For more than one in 10 Americans, the Great Lakes are an important source of drinking water. The lakes also support a bustling maritime economy that includes a $7 billion fishing industry and $16 billion in recreation spending. But they’re also full of PFAS.
Per- and polyfluoroalkyl substances, or PFAS, are toxic chemicals widely used in household products for their stain- and water-resistant properties. Exposure to some types of PFAS has been linked to certain types of cancer, immune system effects, developmental delays in children, and reproductive health problems. They’re known as “forever chemicals” because of their resistance to breaking down in the environment.
“This gives us an understanding of the extent of the contamination.”
PFAS can travel long distances in the atmosphere and groundwater and are remobilized via the water cycle. Because of their health and environmental effects, scientists are working to understand where PFAS come from and how they travel in the region. A new study published in Environmental Science and Technology reveals that precipitation is a major way PFAS enter all five of the Great Lakes.
“The Great Lakes Basin is one of our most important freshwater sources,” said Hayley Hung, an atmospheric chemist at Environment and Climate Change Canada who was not involved in the study. “This gives us an understanding of the extent of the contamination.”
Pouring PFAS
Researchers tested air, water, and precipitation samples at five sites, one at each of the Great Lakes, for 41 types of PFAS. Concentrations in the air samples correlated with population density, with the highest PFAS levels found in Cleveland and the lowest found at Sleeping Bear Dunes National Lakeshore in northern Michigan.

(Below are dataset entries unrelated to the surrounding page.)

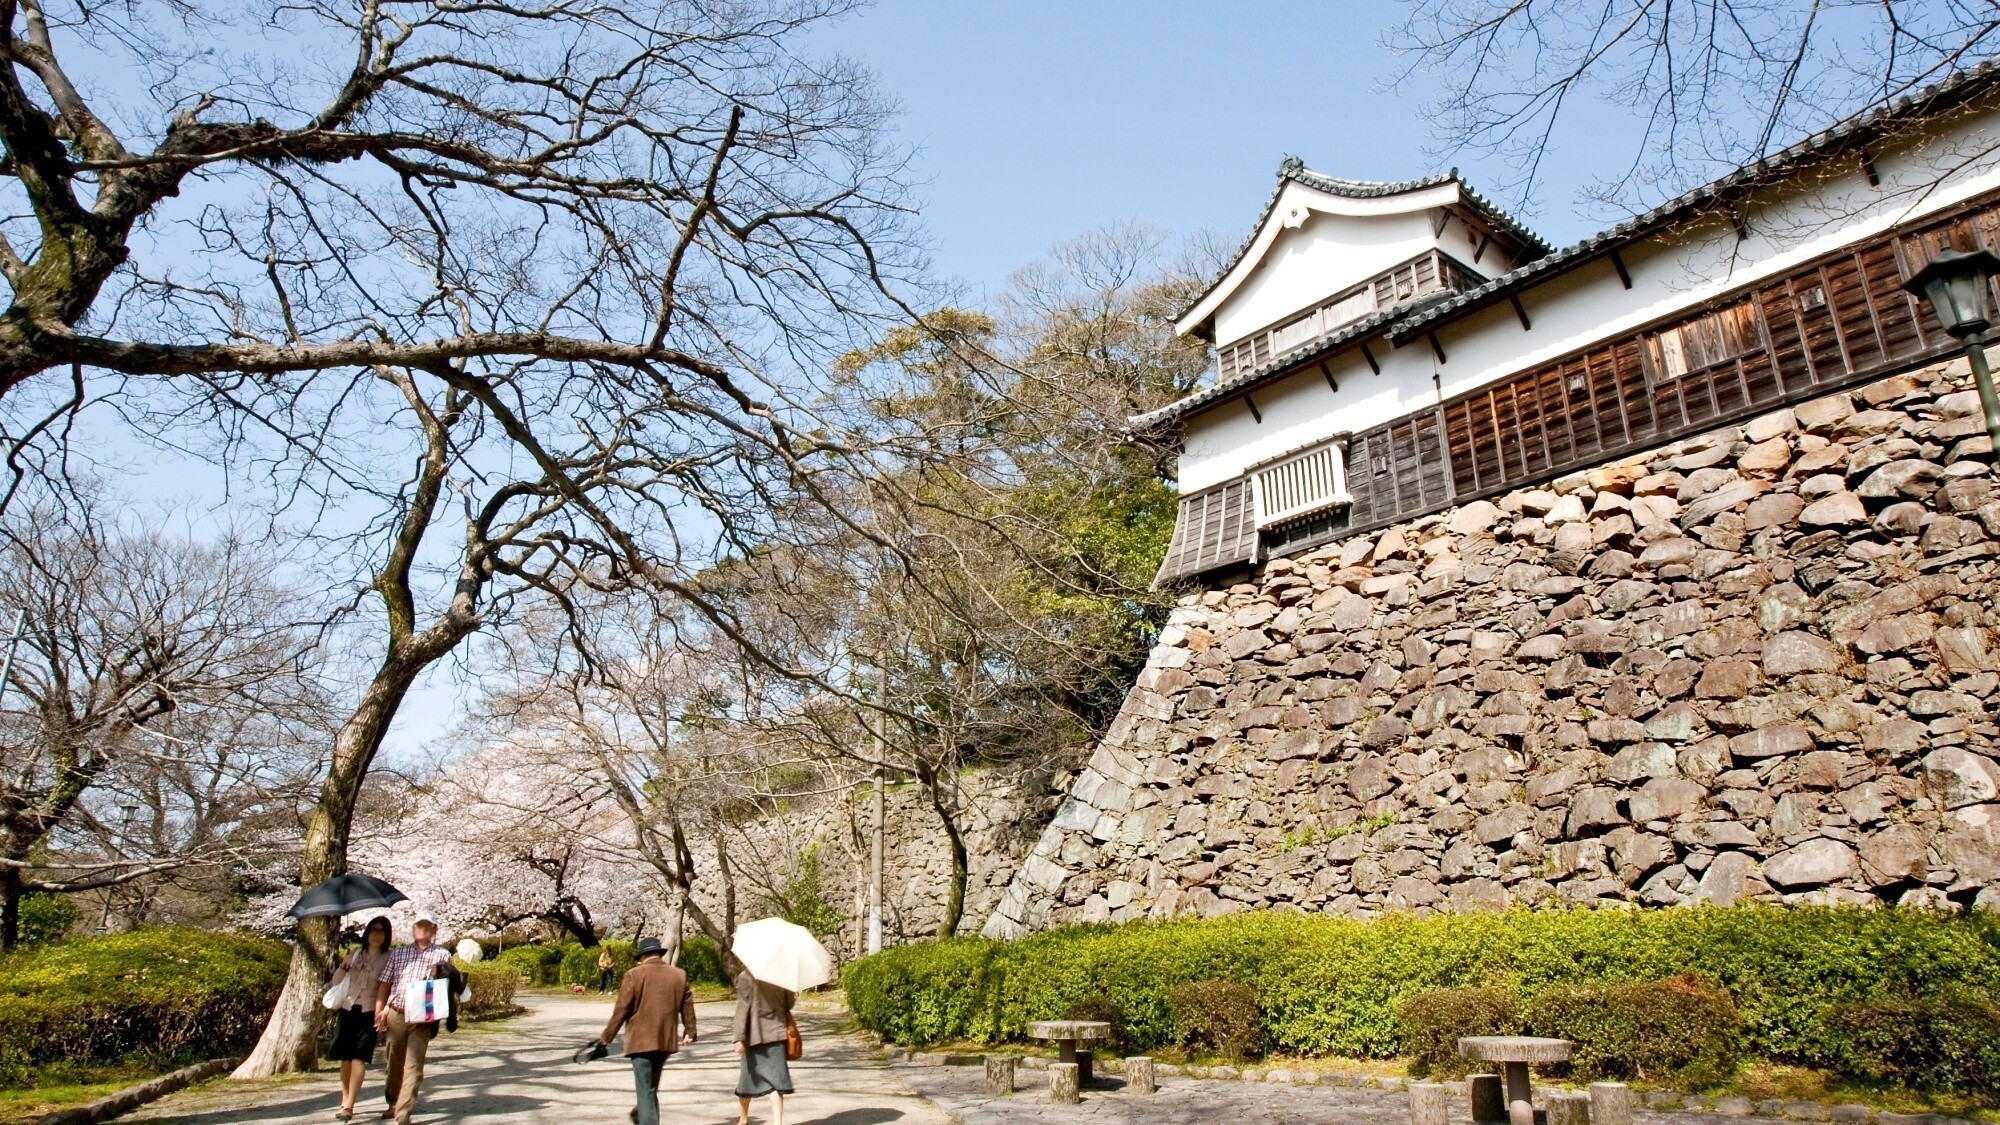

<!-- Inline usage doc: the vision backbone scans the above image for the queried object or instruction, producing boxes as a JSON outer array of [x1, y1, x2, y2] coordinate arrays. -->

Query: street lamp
[[1904, 247, 2000, 454], [94, 803, 139, 937]]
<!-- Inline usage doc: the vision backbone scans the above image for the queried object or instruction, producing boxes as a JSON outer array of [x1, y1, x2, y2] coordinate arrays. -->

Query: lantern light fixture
[[1905, 247, 2000, 454]]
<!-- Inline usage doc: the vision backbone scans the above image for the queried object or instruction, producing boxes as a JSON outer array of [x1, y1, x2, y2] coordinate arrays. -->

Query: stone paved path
[[126, 993, 948, 1125], [891, 1060, 1797, 1125]]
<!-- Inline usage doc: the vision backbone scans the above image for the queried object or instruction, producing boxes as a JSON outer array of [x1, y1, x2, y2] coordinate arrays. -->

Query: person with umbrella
[[730, 919, 832, 1125], [328, 916, 393, 1121], [286, 875, 409, 1123], [591, 937, 697, 1125]]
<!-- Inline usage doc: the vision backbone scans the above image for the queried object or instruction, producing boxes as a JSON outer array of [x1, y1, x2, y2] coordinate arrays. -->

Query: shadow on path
[[126, 995, 947, 1125]]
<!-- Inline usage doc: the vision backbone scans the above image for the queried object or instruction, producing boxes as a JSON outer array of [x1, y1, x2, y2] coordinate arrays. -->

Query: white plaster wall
[[1214, 210, 1440, 347], [1180, 339, 1439, 493], [1175, 96, 2000, 500]]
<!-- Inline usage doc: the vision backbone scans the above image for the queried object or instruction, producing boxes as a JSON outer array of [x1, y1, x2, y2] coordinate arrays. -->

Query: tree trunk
[[716, 834, 736, 935], [660, 893, 686, 969], [232, 654, 430, 1078], [922, 769, 968, 939], [0, 861, 21, 949]]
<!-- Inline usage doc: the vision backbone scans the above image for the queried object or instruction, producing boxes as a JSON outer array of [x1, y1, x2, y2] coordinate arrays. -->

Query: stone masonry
[[698, 767, 1049, 956], [984, 358, 2000, 937]]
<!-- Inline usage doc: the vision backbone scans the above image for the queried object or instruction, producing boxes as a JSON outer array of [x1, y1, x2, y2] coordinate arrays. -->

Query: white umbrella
[[730, 917, 834, 993]]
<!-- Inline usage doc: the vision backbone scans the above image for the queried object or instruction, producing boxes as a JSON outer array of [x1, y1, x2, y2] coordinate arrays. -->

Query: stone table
[[1459, 1036, 1572, 1125], [1029, 1021, 1112, 1086]]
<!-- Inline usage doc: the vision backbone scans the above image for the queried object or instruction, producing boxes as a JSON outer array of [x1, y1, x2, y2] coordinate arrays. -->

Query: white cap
[[413, 911, 440, 927]]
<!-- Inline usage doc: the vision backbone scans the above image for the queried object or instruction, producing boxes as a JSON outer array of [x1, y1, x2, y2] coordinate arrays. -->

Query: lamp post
[[94, 802, 139, 937], [1903, 247, 2000, 454]]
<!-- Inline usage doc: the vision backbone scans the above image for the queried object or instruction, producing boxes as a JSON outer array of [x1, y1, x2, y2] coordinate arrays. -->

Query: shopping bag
[[403, 977, 452, 1024]]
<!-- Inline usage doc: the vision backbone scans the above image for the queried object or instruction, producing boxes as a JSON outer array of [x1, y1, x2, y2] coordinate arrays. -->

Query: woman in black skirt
[[329, 916, 392, 1120], [732, 971, 796, 1125]]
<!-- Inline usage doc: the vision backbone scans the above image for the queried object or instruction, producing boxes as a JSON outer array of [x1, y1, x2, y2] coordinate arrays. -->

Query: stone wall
[[695, 768, 1051, 957], [983, 358, 2000, 938]]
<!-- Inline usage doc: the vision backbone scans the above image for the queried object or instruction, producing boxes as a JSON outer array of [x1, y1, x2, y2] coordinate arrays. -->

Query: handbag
[[403, 977, 452, 1024], [321, 970, 350, 1011], [784, 1014, 802, 1061]]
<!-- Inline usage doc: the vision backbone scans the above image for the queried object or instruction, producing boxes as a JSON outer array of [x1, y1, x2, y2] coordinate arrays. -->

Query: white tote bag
[[321, 970, 351, 1010]]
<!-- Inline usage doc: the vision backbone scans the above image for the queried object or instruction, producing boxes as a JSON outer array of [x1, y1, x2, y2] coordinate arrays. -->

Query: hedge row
[[492, 936, 731, 990], [456, 962, 522, 1014], [842, 906, 2000, 1092], [0, 928, 290, 1074]]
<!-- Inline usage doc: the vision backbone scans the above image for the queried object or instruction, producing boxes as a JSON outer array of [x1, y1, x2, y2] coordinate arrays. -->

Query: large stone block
[[1762, 631, 1843, 675], [1922, 747, 2000, 809], [1763, 838, 1859, 888], [1729, 724, 1813, 762], [1568, 788, 1626, 836]]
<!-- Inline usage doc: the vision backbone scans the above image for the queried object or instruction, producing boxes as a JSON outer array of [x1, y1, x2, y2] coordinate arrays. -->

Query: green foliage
[[1168, 980, 1261, 1062], [16, 893, 77, 945], [493, 944, 564, 986], [841, 905, 2000, 1095], [765, 846, 845, 938], [1825, 990, 2000, 1094], [677, 935, 728, 987], [1523, 973, 1742, 1089], [455, 963, 522, 1014], [1064, 994, 1127, 1051], [0, 928, 289, 1077], [559, 940, 635, 989], [1400, 987, 1517, 1078]]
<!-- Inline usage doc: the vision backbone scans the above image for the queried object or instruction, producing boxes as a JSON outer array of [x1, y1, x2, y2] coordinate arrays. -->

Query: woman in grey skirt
[[731, 970, 796, 1125]]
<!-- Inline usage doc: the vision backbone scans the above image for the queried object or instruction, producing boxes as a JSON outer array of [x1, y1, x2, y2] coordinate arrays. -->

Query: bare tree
[[0, 0, 911, 430], [527, 600, 776, 952], [62, 700, 329, 931], [1391, 1, 2000, 211], [0, 495, 321, 947], [0, 0, 934, 1076]]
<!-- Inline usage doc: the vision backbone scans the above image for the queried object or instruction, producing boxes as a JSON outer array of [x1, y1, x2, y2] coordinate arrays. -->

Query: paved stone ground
[[126, 993, 949, 1125], [890, 1060, 1804, 1125]]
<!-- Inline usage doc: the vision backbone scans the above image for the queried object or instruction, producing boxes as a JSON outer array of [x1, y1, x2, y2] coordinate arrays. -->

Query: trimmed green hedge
[[559, 940, 635, 989], [456, 962, 522, 1014], [0, 928, 289, 1076], [843, 906, 2000, 1092], [493, 944, 563, 986], [678, 935, 728, 986]]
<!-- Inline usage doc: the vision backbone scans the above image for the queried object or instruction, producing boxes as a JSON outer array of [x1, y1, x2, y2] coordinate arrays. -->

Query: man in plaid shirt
[[372, 914, 453, 1123]]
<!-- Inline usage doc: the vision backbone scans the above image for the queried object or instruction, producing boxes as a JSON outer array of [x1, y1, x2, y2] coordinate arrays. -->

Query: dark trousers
[[599, 969, 615, 991], [631, 1051, 667, 1125]]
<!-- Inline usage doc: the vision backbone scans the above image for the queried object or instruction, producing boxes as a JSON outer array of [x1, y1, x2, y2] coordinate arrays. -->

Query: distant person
[[732, 971, 796, 1125], [594, 937, 697, 1125], [598, 946, 617, 992], [329, 916, 393, 1121], [373, 913, 452, 1124]]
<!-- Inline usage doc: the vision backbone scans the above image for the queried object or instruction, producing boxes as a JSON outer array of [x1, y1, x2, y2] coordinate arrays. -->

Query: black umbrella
[[286, 873, 408, 919]]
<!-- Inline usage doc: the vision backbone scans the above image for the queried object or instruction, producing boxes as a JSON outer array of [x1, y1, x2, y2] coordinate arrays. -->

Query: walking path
[[125, 993, 949, 1125]]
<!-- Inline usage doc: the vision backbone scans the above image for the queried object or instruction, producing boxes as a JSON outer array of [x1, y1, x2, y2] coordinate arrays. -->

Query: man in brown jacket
[[597, 938, 697, 1125]]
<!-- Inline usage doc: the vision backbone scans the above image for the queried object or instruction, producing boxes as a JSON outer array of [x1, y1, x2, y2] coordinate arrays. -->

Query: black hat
[[635, 937, 665, 957]]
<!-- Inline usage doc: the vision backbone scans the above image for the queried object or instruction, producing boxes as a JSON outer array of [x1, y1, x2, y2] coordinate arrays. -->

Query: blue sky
[[813, 0, 1606, 300]]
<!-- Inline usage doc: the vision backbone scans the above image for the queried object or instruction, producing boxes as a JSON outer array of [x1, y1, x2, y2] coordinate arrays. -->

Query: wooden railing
[[1216, 250, 1481, 381]]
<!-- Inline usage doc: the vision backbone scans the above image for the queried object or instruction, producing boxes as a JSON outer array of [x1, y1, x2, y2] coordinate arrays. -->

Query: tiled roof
[[1136, 58, 2000, 432], [1128, 292, 1453, 430], [1388, 56, 2000, 342], [1174, 159, 1553, 332]]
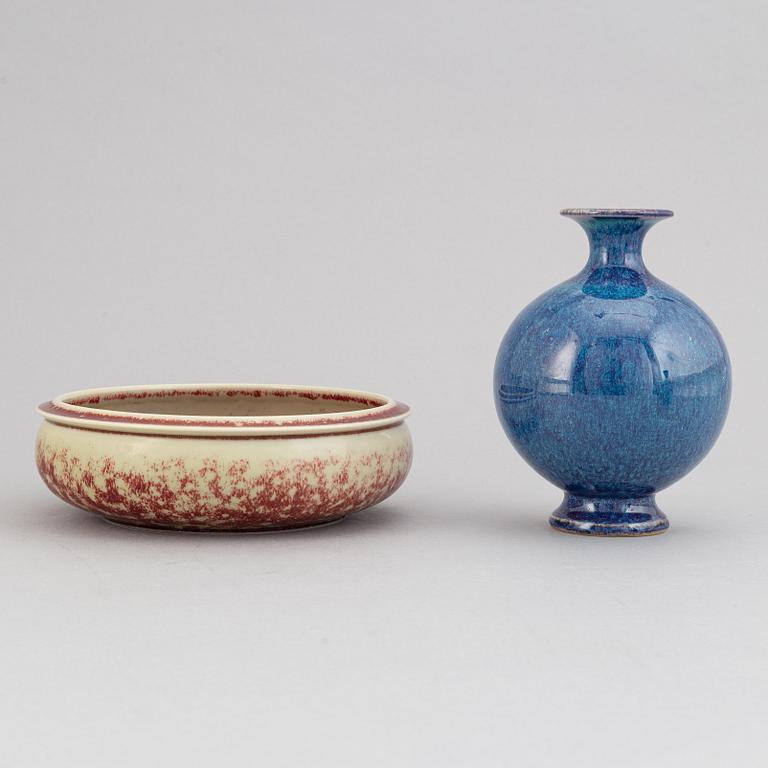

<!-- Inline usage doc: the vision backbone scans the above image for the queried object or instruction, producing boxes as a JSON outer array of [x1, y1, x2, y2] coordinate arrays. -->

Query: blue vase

PFAS in precipitation samples, though, were similar across the lakes. That’s because the types of PFAS that show up in precipitation tend to be those that easily evaporate and move long distances, becoming more evenly distributed in the atmosphere before they’re swept up by precipitation. “The sources are not local,” said Marta Venier, an environmental chemist at Indiana University and a coauthor of the study.

The team then combined their measurements with data on the lakes’ PFAS inputs and outputs from previous studies to determine how most of the chemicals were getting in. The answer, they found, depended on the lake—but precipitation had a large role to play.
For Lake Superior, precipitation was the greatest source of PFAS, whereas precipitation contributed about half of all PFAS in Lake Michigan. But the largest sources of PFAS changed alongside the flow of water. For example, the southeastern lakes—Lake Erie and Lake Ontario—get most of their PFAS from the inflow of water from other sources.
“If we don’t have these calculations, it’s not possible for us to implement mitigation.”
Researchers also found that Lake Superior, Lake Michigan, and Lake Huron are accumulating PFAS, whereas Lake Erie and Lake Ontario are eliminating them. The Great Lakes expel PFAS either when the chemicals flow out to the ocean via the St. Lawrence River in southeastern Canada or when sediment particles bind to and trap PFAS in the lake beds, Venier said.
The new study gives the first complete picture of how PFAS are cycling through the Great Lakes, Hung said. Having that picture is the first step toward reducing contamination, she added. If researchers know how PFAS make their way into the Great Lakes, they can target those sources first to lower pollution. “If we don’t have these calculations, it’s not possible for us to implement mitigation,” she said.
The research underscores the importance of reducing PFAS from all sources, Venier said. “This reinforces the idea that tackling PFAS requires a multipronged approach.”